On appeal, defendant relies on State v. Wilcox, 110 Or App 490, 823 P2d 1009 (1992), to argue that the variance between the charging instrument's identity of the victim and the proof at trial entitled her to a judgment of acquittal. We disagree. In fact, Wilcox highlights why defendant here was not prejudiced by the variance.
The indictment in Wilcox identified a bank as the victim of theft in the first degree. Id. at 492. We held that the trial court erroneously denied the defendant's motion for judgment of acquittal. We explained that
"[a]lthough defendant was not misled with regard to the facts involved, one set of facts can give rise to different theories of a case and, correspondingly, to different defenses. Under its original theory, the state was required to show that defendant improperly and with criminal intent took money that belonged to his own bank. Defendant's defense was that he did not act with criminal intent. He presented evidence that, when he deposited the check and made a withdrawal against it, he was under the mistaken impression that the check was legitimate. * * *
"The indictment was amended so that it would reflect the proof that supported the state's theory of the case. Defendant was indicted on the theory that he had committed theft against the bank by withdrawing cash that was not rightfully his. He was convicted for theft committed against an individual whose check was lost, mislaid or stolen. Because the amendment * * * required defendant to defend against a different theory, we hold that the amendment impermissibly changed a matter of substance, rather than a matter of form."
Id. at 495-96 (emphasis in original).
Here, one of defendant's arguments was that she did not possess the requisite intent to steal. Therefore, unlike in Wilcox, defendant was prepared to defend, and did defend, against the theory that the gift card belonged to the customer rather than to Fred Meyer. Defendant was not prejudiced by the misdesignation of the victim in the charging instrument because defendant's argument would not have been different had the state alleged a theft from the customer. If defendant's defense was only that Fred Meyer did not suffer a loss, she might have an argument that she suffered prejudice. However, that is not what occurred here. Instead, defendant also defended on the grounds that any appropriation was negligent, not intentional, and that is the defense she would have had even if the information had charged her with stealing from the customer. Notwithstanding the information's allegation of the wrong victim, defendant was able to, and in fact did, develop exactly the same defense that she would have if the information had alleged the correct victim. In sum, there was no prejudice to defendant from the information's erroneous identification of the victim.
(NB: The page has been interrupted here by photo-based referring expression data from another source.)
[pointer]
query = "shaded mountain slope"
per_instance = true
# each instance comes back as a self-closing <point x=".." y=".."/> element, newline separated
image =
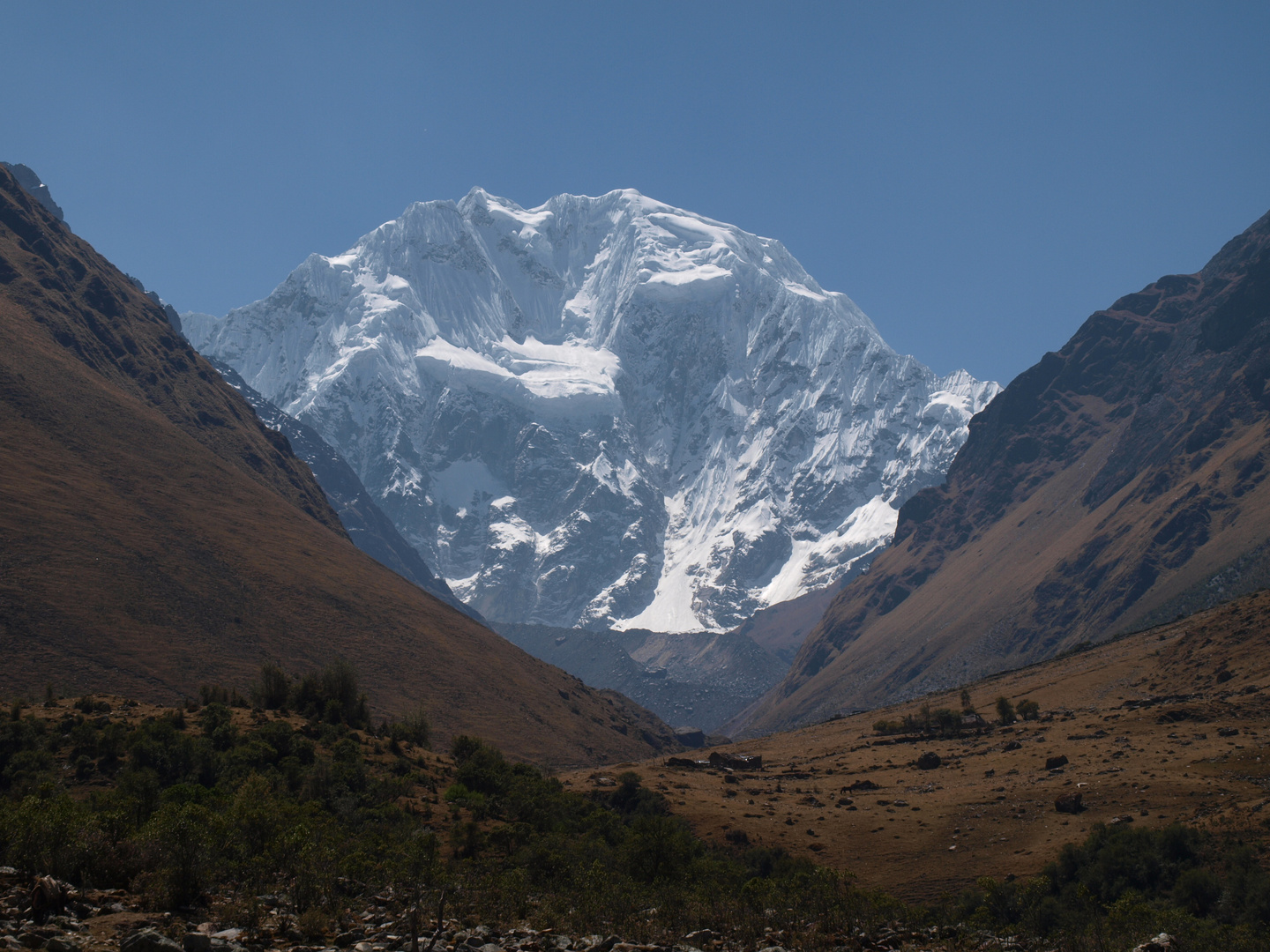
<point x="605" y="412"/>
<point x="370" y="530"/>
<point x="690" y="680"/>
<point x="1117" y="479"/>
<point x="153" y="534"/>
<point x="1157" y="727"/>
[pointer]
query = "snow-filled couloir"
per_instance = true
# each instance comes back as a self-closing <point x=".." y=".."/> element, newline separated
<point x="602" y="412"/>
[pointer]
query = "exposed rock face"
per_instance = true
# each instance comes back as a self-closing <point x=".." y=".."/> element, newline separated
<point x="366" y="524"/>
<point x="1117" y="482"/>
<point x="602" y="412"/>
<point x="37" y="190"/>
<point x="155" y="534"/>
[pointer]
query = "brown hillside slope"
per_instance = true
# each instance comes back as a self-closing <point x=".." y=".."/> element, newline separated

We conclude that the variance between the allegation in the charging instrument and the state's evidence at trial does not warrant reversal. The variance between the information and evidence at trial concerned the victim, which is not a material element of the crime of theft. Furthermore, that variance did not prejudice the defense's ability to mount a defense, because defendant raised the same defense that she would have relied on if the information had identified the correct victim.